Duck season lengths in 2018-19 will continue as they have been, per the Flyway Council. They’ll likely stay the same in 2019-20.

Hunters value opportunity – the chance to get outdoors — over anything else, including birds in hand, so the plan is to maintain season lengths, Stiller said.

But mallard harvest limits are expected to go from four per day to two. They’ll likely stay there for a period of years, though no one knows how many.

“What you do is start with harvest, to see if reducing harvest pressure produces a response from the population. Because that’s the one thing you can control,” Stiller said.

In the meantime, some other research into the mallards’ woes is underway.

Scientists in Texas are looking at mallard DNA to determine any “Old World” influence. There’s some thinking, Feaga said, that Atlantic Flyway birds descended from European imports might differ genetically from birds of wild stock in ways that make them less able to compete and survive.
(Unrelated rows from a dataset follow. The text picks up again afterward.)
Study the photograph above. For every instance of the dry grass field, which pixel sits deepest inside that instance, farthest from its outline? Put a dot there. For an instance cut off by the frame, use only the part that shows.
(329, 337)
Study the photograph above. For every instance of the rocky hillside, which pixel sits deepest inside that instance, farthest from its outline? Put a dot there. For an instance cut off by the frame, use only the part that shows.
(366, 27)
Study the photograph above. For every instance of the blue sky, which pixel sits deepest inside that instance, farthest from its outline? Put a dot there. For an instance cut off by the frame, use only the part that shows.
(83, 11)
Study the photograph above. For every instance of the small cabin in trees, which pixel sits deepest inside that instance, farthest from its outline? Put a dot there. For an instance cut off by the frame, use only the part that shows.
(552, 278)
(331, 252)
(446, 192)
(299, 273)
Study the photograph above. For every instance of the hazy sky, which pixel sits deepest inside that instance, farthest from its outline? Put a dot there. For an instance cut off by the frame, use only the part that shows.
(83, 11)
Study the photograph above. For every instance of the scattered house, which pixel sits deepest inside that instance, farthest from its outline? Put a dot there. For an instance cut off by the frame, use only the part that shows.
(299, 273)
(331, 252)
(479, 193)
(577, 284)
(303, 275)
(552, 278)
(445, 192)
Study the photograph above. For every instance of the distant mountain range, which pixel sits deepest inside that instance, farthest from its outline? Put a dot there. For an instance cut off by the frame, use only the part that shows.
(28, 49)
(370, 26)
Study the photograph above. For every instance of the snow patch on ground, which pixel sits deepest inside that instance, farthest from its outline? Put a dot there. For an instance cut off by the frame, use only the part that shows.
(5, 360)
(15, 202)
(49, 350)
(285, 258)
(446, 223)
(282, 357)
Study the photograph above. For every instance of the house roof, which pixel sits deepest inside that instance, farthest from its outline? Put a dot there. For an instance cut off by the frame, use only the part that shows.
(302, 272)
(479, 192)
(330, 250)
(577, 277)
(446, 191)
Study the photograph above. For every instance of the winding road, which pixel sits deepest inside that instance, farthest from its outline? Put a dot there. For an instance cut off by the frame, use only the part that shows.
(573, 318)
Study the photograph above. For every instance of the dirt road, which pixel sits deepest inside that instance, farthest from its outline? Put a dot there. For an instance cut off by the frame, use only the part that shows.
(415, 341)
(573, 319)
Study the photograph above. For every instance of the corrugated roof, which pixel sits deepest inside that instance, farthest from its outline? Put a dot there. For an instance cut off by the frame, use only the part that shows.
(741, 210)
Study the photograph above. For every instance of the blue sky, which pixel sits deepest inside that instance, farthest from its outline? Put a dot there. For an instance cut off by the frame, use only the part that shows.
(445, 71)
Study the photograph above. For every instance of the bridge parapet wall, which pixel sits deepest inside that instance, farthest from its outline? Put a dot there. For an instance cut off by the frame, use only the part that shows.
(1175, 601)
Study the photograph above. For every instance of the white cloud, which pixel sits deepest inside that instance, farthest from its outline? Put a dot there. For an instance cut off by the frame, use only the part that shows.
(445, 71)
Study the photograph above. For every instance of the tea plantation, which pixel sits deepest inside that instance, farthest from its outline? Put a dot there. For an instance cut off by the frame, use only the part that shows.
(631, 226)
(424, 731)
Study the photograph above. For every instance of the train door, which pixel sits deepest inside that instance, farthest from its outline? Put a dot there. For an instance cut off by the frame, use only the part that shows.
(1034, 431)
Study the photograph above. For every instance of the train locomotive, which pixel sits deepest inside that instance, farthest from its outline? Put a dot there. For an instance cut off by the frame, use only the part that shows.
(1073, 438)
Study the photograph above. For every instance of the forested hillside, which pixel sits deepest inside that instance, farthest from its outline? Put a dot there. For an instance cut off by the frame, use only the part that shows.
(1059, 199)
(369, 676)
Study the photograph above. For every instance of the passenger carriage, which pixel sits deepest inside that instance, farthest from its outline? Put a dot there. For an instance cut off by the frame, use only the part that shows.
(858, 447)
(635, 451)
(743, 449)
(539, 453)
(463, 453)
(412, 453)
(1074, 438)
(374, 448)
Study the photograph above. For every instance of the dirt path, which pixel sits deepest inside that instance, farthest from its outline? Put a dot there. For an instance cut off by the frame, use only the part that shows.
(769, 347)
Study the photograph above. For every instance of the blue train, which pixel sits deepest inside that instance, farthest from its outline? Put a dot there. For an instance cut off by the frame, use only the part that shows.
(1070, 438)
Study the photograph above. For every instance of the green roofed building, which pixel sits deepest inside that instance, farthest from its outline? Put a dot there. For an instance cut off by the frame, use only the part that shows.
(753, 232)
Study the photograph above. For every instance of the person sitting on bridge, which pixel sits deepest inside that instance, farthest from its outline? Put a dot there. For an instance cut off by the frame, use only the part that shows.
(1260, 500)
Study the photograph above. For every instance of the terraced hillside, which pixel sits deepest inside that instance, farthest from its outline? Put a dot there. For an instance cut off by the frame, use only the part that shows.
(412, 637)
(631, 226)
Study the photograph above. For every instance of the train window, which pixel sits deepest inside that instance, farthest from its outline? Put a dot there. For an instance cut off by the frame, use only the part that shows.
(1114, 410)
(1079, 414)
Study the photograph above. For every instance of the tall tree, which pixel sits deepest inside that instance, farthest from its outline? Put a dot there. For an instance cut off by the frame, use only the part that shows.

Others are looking at habitat.

There are no obvious changes that bode ill for mallards, Devney said. If anything, he said, the rate of wetland loss has slowed in recent decades.

And no other ducks are struggling the way mallards are, as might be expected if there was a problem with living conditions.

“But maybe there’s something going on that we’re just not queing in on,” he said.

Still others are examining whether mallard populations are settling in at a new normal.

For years across the northeast, state wildlife agencies trapped turkeys from places where they had a lot and moved them to places without any. Populations exploded.

More recently, flocks have contracted to match the carrying capacity of available habitat.

Some speculate mallards might likewise be finding their own “equilibrium,” Feaga said.

“The hope is that they re-stabilize at some population’” Stiller added. “It may be lower than what we historically had. But as long as it stabilizes, that will be ok.

“The concern right now is that it’s not stabilizing, it’s just continuing to go down.”

So the mallard mystery continues. And what’s next for the ducks is uncertain.

“That’s a pretty good question,” Feaga said. “And I don’t know that anyone has the answer to that yet.”